Alle paar Jahre räumen die Amerikaner an der Ostküste die Supermarktregale leer. Der Katastrophenschutz und die Nationalgarde sind alarmiert, der jeweilige Gouverneur und sogar der Präsident mahnen zu Besonnenheit und raten zum Daheimbleiben, CNN sendet Dauerfeuer und die ARD bittet um Verständnis, dass sich das Winterfest der Volksmusik um 15 Minuten verschiebt, weil man noch einen Brennpunkt zum Thema Schneechaos in den USA dazwischenschieben muss.
Alle Jahre wieder spart sich der typische Straßendorf-Bewohner im Jura den morgendlichen Blick aus dem Küchenfenster, weil er weiß, dass sich davor eine weiße Wand türmt, die der Pflug aufgeworfen hat.

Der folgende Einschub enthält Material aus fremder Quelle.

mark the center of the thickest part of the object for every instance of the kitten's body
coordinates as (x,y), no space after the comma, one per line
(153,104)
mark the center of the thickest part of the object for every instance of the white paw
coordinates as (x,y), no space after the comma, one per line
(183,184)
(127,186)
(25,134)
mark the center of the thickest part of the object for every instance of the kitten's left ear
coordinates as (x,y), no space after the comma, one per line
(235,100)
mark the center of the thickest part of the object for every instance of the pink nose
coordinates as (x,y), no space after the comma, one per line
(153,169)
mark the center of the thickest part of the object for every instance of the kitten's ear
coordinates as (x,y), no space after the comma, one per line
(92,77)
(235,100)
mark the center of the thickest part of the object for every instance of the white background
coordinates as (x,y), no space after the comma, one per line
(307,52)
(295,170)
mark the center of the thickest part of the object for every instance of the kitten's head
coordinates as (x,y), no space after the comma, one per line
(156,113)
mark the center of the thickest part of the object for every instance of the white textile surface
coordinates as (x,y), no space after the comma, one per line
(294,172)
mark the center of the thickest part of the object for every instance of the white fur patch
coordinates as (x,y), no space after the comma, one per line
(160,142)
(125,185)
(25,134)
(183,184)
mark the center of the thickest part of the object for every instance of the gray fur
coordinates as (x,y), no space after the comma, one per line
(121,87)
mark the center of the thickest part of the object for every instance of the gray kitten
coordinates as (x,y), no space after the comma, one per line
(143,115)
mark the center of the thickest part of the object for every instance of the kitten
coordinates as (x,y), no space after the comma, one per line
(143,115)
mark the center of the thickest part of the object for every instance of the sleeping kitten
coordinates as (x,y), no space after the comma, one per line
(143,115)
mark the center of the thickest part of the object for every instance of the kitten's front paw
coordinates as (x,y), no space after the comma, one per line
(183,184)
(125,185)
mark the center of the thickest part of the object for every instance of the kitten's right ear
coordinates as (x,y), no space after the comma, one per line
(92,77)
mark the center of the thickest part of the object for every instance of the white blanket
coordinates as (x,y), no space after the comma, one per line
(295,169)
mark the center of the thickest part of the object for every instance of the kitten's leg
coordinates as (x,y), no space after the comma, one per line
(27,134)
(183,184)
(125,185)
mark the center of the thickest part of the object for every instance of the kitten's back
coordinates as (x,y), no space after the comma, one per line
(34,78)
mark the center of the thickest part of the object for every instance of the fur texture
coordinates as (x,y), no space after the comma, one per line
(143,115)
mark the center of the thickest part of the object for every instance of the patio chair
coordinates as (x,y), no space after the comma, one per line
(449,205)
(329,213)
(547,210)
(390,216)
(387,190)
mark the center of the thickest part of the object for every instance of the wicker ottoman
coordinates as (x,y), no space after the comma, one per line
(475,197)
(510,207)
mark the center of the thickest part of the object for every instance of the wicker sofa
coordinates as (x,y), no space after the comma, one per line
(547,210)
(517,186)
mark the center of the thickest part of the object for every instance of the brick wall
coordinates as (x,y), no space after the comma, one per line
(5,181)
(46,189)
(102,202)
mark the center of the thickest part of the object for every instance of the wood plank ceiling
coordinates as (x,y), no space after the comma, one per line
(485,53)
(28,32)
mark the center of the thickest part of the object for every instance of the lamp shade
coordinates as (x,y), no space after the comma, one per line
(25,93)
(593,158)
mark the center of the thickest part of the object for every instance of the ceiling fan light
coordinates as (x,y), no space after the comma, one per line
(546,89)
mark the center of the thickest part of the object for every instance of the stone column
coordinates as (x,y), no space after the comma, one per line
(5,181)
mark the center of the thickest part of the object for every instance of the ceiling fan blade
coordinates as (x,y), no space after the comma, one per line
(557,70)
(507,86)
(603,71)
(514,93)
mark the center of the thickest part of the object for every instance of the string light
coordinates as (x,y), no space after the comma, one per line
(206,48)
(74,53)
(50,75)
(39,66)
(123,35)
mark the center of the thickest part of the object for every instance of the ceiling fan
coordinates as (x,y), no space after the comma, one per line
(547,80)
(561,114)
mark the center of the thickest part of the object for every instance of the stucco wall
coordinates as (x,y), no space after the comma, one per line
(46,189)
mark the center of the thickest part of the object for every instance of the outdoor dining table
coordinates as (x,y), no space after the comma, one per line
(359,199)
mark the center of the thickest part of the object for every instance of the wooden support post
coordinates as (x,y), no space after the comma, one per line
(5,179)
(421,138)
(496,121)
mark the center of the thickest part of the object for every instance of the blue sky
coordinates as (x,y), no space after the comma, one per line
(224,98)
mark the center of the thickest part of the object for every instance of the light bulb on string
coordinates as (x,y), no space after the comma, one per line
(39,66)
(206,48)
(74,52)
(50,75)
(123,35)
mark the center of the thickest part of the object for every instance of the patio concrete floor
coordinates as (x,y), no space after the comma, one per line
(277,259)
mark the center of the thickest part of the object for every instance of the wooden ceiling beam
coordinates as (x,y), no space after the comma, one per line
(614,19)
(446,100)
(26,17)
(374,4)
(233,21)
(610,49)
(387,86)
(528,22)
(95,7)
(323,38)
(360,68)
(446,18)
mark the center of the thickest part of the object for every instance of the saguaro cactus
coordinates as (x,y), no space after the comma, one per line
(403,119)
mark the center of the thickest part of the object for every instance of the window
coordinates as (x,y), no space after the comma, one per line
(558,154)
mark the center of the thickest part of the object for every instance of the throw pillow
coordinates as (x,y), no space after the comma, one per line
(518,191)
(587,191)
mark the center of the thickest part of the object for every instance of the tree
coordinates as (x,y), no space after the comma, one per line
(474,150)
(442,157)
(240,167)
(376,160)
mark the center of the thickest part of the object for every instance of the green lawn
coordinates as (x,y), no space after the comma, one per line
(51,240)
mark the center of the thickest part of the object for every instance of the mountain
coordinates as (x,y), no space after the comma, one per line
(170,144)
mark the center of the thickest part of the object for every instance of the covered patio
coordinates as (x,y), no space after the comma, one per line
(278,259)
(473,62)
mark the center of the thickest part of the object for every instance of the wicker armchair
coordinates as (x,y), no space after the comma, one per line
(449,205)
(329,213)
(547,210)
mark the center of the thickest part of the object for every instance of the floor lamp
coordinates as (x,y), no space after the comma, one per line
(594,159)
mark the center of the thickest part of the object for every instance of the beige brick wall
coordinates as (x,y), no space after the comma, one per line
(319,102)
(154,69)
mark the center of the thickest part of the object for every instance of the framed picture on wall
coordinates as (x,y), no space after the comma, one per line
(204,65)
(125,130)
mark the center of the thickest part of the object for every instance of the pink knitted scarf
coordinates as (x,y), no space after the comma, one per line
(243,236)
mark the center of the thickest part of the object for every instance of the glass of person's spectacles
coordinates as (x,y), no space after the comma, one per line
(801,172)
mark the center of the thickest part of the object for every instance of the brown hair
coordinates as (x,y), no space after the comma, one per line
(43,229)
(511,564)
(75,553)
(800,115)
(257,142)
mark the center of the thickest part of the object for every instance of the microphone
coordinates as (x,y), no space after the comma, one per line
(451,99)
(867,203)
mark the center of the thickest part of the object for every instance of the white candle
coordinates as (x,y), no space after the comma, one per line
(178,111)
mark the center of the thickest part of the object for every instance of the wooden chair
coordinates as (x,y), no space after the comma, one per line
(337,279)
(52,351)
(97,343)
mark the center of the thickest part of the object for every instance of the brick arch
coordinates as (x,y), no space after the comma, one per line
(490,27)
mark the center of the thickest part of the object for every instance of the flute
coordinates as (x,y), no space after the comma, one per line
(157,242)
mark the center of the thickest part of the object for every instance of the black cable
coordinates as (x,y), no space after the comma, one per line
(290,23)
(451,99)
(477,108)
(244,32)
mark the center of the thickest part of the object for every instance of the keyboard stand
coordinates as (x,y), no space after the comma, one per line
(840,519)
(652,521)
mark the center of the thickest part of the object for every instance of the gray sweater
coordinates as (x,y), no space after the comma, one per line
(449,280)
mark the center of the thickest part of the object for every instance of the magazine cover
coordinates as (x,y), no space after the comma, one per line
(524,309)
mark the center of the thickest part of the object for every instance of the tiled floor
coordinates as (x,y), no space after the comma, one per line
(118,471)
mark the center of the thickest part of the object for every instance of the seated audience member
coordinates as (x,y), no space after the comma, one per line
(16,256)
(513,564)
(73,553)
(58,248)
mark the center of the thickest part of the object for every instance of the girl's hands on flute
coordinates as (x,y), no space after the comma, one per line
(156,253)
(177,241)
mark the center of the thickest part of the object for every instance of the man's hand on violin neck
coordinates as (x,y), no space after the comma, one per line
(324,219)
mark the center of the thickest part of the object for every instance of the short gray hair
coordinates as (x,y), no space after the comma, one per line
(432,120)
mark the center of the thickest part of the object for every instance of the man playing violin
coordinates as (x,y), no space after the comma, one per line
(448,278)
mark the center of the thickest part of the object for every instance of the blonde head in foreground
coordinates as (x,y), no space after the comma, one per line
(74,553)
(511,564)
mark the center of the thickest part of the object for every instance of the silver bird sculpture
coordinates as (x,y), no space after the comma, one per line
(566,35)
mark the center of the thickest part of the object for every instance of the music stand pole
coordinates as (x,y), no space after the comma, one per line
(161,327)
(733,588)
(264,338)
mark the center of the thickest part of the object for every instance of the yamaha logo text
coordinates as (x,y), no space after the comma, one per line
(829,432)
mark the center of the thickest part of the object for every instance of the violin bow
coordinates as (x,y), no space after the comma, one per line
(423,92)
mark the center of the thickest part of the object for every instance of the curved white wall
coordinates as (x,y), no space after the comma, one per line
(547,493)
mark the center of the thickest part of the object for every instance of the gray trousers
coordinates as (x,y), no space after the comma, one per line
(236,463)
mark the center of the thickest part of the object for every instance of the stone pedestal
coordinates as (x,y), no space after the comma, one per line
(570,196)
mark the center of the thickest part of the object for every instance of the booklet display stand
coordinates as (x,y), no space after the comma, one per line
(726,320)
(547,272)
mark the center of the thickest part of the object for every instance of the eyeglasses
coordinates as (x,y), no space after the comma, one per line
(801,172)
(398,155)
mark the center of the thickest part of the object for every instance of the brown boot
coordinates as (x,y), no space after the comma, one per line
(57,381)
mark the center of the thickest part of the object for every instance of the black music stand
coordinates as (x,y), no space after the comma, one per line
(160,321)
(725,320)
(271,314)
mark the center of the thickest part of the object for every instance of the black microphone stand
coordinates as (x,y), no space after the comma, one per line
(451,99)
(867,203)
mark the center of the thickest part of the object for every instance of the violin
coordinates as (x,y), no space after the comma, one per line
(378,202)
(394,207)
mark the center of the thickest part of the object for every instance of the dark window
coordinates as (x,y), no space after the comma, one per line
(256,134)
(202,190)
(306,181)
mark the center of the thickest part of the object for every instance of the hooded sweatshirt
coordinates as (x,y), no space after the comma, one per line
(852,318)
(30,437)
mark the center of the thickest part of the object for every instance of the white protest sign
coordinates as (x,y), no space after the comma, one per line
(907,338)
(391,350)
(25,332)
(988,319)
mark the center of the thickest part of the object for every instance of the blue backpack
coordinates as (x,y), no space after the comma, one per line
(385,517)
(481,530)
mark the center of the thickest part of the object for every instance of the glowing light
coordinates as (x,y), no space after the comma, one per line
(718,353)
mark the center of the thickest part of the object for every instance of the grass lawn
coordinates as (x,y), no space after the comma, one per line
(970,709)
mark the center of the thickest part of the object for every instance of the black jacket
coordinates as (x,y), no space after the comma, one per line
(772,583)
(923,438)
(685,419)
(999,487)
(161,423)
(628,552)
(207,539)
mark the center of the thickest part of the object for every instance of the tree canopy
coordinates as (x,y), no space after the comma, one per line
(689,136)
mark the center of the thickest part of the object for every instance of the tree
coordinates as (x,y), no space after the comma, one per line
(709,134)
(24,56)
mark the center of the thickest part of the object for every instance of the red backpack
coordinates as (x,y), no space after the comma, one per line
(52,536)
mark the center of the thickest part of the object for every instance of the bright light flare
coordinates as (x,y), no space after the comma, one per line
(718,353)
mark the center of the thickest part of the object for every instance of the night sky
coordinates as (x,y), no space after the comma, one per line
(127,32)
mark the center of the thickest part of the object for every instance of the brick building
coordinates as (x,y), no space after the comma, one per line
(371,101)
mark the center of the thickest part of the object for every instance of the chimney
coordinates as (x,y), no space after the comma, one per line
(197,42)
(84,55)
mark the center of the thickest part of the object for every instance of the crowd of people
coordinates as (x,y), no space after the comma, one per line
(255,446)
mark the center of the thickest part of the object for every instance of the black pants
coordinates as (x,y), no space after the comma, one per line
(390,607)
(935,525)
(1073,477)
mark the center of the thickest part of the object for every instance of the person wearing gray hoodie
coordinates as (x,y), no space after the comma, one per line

Er kocht sich einen starken Kaffee, zündet sich eine Gauloises an und lacht herzlich über die Nachrichten, in denen von einem doch eher glimpflich abgelaufenen Schneesturm in Amerika die Rede ist. Dann zieht er die Jacke über, geht in die Garage und wirft seine Schneefräse von der Größe eines Renault Twingo an. Die Gegend im Department Doubs ist berüchtigt, denn sie ist die kälteste Frankreichs. Vor 30 Jahren, im Januar 1985, wurde im 1000-Seelen-Örtchen Mouthe mit 41,2 Grad minus die niedrigste Temperatur Frankreichs gemessen. CNN berichtete nicht.
Allerdings kommt es auch in der Region Franche-Comté nicht alle Tage vor, dass sich zu den in einer Woche gefallenen Schneemassen wüste Sturmböen gesellen, die aus hübschen weißen Hügeln gefräßige Wanderdünen machen. Beifahrer Mike Giesche hat schon einige Histo-Monte auf dem Buckel, aber nicht so eine: „An diesen Tag werde ich mich mein Leben lang erinnern. Ich habe noch nie in meinem Leben so viel Schnee gesehen.“ Mancher sah gar so viel Schnee, dass er gar nichts mehr sah. In Chaux Neuve herrschte White Out. In den zahlreichen Schneeverwehungen verblies es nicht nur die Sicht, sondern auch diverse Autos von Einheimischen und Rallye-Teams. Ein Lastwagen versperrte die Straße, eine Gruppe von Histo-Monte-Streitern musste eine halbe Stunde warten, bis die Piste wieder frei war.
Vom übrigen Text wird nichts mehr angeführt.